Hmm…saya sih senang kalo dimajukan. Karena, berarti saya bisa segera berdua-selalu-seterusnya sama Subhan, yang merupakan keinginan terbesar saya. Tapi, entah, sepertinya mental saya terlanjur menyiapkan 23 Mei sebagai hari “pelepasan” itu, bukan sebuah tanggal random di bulan April. Lagipula, setelah akad nikah itu, tentunya saya harus segera ikut Subhan untuk tinggal di Tasik. Padahal, saya belum membereskan kost-kostan, menyiapkan barang-barang yang akan saya bawa dan tinggalkan. Belum merapikan urusan ini dan itu juga. Hmm….bingung, ya? Tadi saya SMS teman, Annisa, untuk curhat.
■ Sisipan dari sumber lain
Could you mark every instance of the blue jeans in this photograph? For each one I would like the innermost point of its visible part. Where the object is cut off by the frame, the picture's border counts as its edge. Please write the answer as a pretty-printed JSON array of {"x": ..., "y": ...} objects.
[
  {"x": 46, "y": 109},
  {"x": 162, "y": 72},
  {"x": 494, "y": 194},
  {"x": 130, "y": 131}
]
Dia menjawab, “Wah, kalo emang jalannya harus begitu, ya diterima aja, toh, ngga ada jeleknya. Walopun agak-agak kayak cerita sinetron, ya, Ma…?” Begitu katanya…hehehe…
Lalu pikiran saya lari kepada kebaya dan beskap yang sudah dipesan untuk acara akad. Apakah pakaian itu jadi ngga terpakai nantinya? Lalu kakak saya nelpon dan mengatakan kalau kebaya dan beskap itu tetap bisa dikenakan untuk upacara penyambutan pengantin laki-laki dan beberapa ritual adat. Saya sekalian menanyakan paket siraman yang sudah terlanjur diambil. Tak terbayang rasanya nanti, kalau saya harus tetap siraman sehari sebelum resepsi meskipun saat itu saya sudah menikah…hehehe…aneh, pastinya. Ngga akan terasa sakral dan sedih lagi. Lagi-lagi kakak saya sudah punya jawaban yang merupakan hasil diskusinya dengan pihak EO. Yaitu, ritual tersebut dibatalkan sama sekali atau tetap diadakan sehari sebelum saya akad nikah di bulan ini. Hah? Saya bengong lagi. Gimana caranya? Siraman biasanya diadakan di rumah calon pengantin wanita, ditemani ayah dan ibu serta saudara-saudara. Rumah saya di Tasik, dan mama papa saya di Bandung, di rumah sakit. Ah, bingung.
Saya ingin sekali diskusi lagi Subhan. Terutama untuk masalah kesiapan kami berdua. Karena kami sama-sama kaget dengan usulan dari keluarga ini. Sayangnya, saya harus menunggu sampe sore, karena sekarang Subhan lagi kuliah. Mungkin nanti sore baru bisa ngobrol, di perjalanan menengok papa ke rumah sakit, atau sesudahnya.